L’esito del giudizio penale non è (e non potrebbe essere) scalfito dalle puntuali osservazioni della Corte di Appello di Salerno con l’ordinanza impugnata, avendo il giudice di merito ricostruito, in base alle risultanze del procedimento penale, la situazione di fatto con riferimento limitato al provvedimento restrittivo, e non alla sentenza, valutazione interpretativa che non solo gli spettava, ma alla quale era obbligato per la verifica dei presupposti per il riconoscimento del diritto alla riparazione per ingiusta detenzione, ai sensi dell’art. 314 c.p.p.

In conclusione, il mero stato di tossicodipendenza, senza altre circostanze concrete aggiuntive, non può configurare il dolo o la colpa grave, quali cause di esclusione del diritto alla riparazione per l’ingiusta detenzione, a norma dell’art. 314, comma 1, c.p.p.
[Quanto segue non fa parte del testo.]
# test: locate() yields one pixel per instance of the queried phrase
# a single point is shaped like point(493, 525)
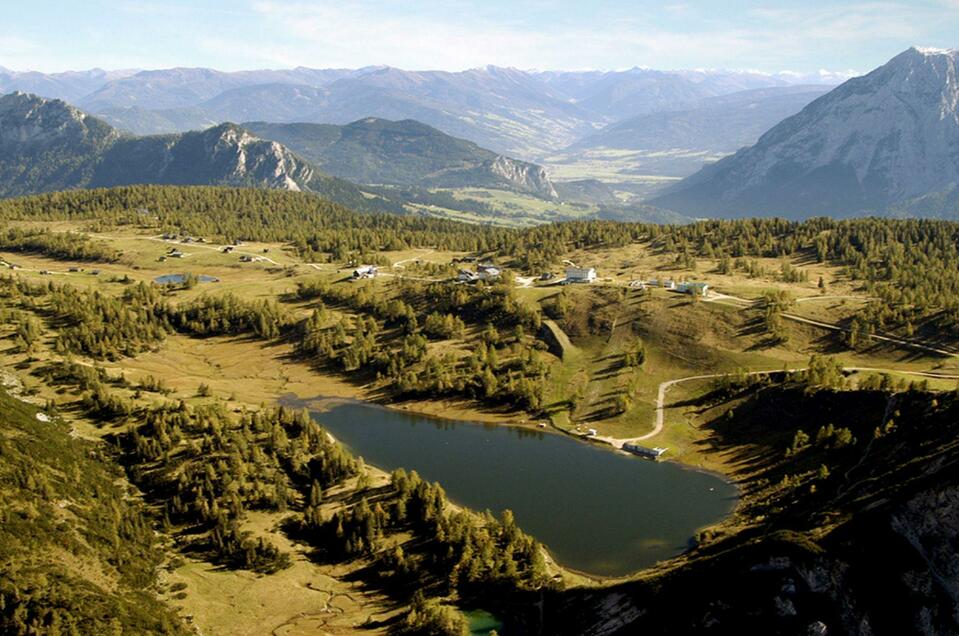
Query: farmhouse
point(693, 288)
point(643, 451)
point(580, 274)
point(365, 271)
point(488, 273)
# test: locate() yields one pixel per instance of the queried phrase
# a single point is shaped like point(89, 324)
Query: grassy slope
point(76, 551)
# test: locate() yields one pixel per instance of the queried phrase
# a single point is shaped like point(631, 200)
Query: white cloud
point(365, 33)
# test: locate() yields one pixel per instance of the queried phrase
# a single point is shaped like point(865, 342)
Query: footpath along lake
point(599, 512)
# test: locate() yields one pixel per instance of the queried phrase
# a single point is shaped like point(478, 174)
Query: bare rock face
point(48, 145)
point(28, 120)
point(525, 176)
point(876, 143)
Non è, poi, possibile un’individuazione astratta dei comportamenti del tossicodipendente che possano configurare quanto meno la colpa grave, ma ben può il giudice valutare il materiale probatorio acquisito nel procedimento penale, al solo fine di individuare la sussistenza o meno dei presupposti per il diritto alla riparazione, con riferimento al provvedimento restrittivo della libertà personale.

Infine, la frequentazione da parte del tossicodipendente di ambienti “ritrovo” di spacciatori e di altri tossicodipendenti in possesso di sostanza stupefacente confezionata in dosi e in quantitativo non trascurabile, consente di configurare la “colpa grave” prevista dall’art. 314, comma 1, c.p.p. per l’esclusione del diritto alla riparazione, essendosi così realizzata una condotta che ha dato causa alla custodia cautelare subita.

Il ricorso viene, quindi, rigettato con conseguente condanna del ricorrente al pagamento delle spese processuali, ai sensi dell’art. 616 c.p.p.

P.Q.M.

La Corte rigetta il ricorso e condanna il ricorrente al pagamento delle spese processuali.